According to statistics, most refugees come from Syria. The four -and-a-half-year civil war has displaced half of the 20 million population of the country and about 4 million of them have become refugees, Syria thus exceeding Afghanistan to be the world’s largest source of refugees. The overwhelming majority of Syrian refugees have been taken in by neighboring countries. Statistics from the UN show that from 2011 to last July, Turkey has received 1.9 million Syrian refugees, Lebanon 1.1 million, Jordan 629,000 and even Iraq, a country still in a state of war, has received 249,000 refugees. As neighboring countries’ ability to receive refugees gets overwhelmed, the civil war in Syria worsens, and the IS adopts extremely brutal policies, the road of exile for Syrian refugees has extended to Europe. Germany, the preferred destination, has shown a positive humanitarian attitude. It has taken in 160,000 refugees since August and announced a plan to receive another 800,000 in the coming few years. France will open its doors to 24,000 refugees this year and next. Britain has also announced its plan to receive 20,000 Syrian refugees in the coming five years. However, many international refugee and human rights advocacy groups are bitter about the inaction of America. The country only admitted 23 Syrian refugees in fiscal year (ending on Sept 30) 2011, 41 in 2012, 45 in 2013, 249 in 2014 and 1,199 by September in 2015. In other words, in the four years of Syrian civil war, the US has admitted fewer than 1,500 Syrian refugees, much fewer than not only Syrian neighbors but also Europe.

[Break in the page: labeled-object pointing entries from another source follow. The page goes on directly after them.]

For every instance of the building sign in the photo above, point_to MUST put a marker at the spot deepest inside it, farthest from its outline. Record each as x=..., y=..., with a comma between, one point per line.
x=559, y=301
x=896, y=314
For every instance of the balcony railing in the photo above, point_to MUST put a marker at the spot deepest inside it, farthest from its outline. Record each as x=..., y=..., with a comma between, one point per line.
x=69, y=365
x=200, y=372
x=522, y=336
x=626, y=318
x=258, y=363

Under the pressure of public opinion, the Obama Administration has recently announced a plan to receive at least 10,000 Syrian refugees in the new fiscal year of 2016. But the commitment has been too little and too slow. The neo-interventionism and forceful regime change it has been practicing in the Middle East contributed to the refugee crisis. The US should open its door for more refugees and make greater contribution to the global refugee placement program.
Some analysts believe that the American inaction has been out of homeland security considerations, to prevent terrorists from sneaking into the country. This argument is actually rather farfetched and narrow-minded. Even European countries, at a closer geographic distance to war-torn states such as Syria, Iraq and Afghanistan and with more refugees admitted, are able to effectively distinguish refugees from terrorists and safeguard homeland security by “dredging” rather than “damming”. Then what should the US, a country with the richest anti-terror experience, the most diversified sources of intelligence and much vaster land, be afraid of?

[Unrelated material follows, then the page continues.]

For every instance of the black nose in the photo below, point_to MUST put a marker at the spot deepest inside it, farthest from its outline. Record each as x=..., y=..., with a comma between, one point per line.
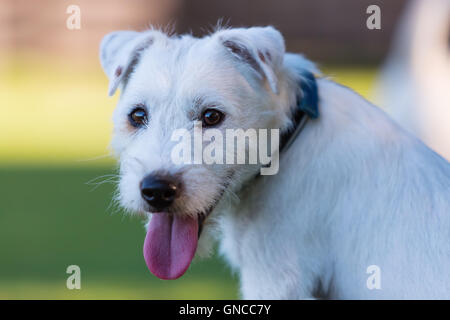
x=158, y=192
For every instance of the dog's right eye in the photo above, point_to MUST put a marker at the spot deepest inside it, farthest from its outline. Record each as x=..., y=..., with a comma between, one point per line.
x=138, y=117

The root of refugee problems is the conflicts and chaos in Syria and other countries in the Middle East and North Africa. The US, France and NATO militarily intervened in Iraq, Libya and Syria but lack the capability or desire to help create an effective new order after destroying the old regimes. Therefore, to fundamentally resolve the refugee question, besides expanding refugee admission plans, it is essential to address the root cause by ensuring stability and development of countries in the region through political dialogue, peace and reconstruction. The civil war in Syria seems to have reached another dangerous juncture. For the various forces inside and outside the country, a new game is brewing. If the war continues or even escalates, the refugee crisis will no longer be a problem for Europe alone. Rather, the US and in fact the whole world will face a humanitarian crisis and a major test for preserving peace and security.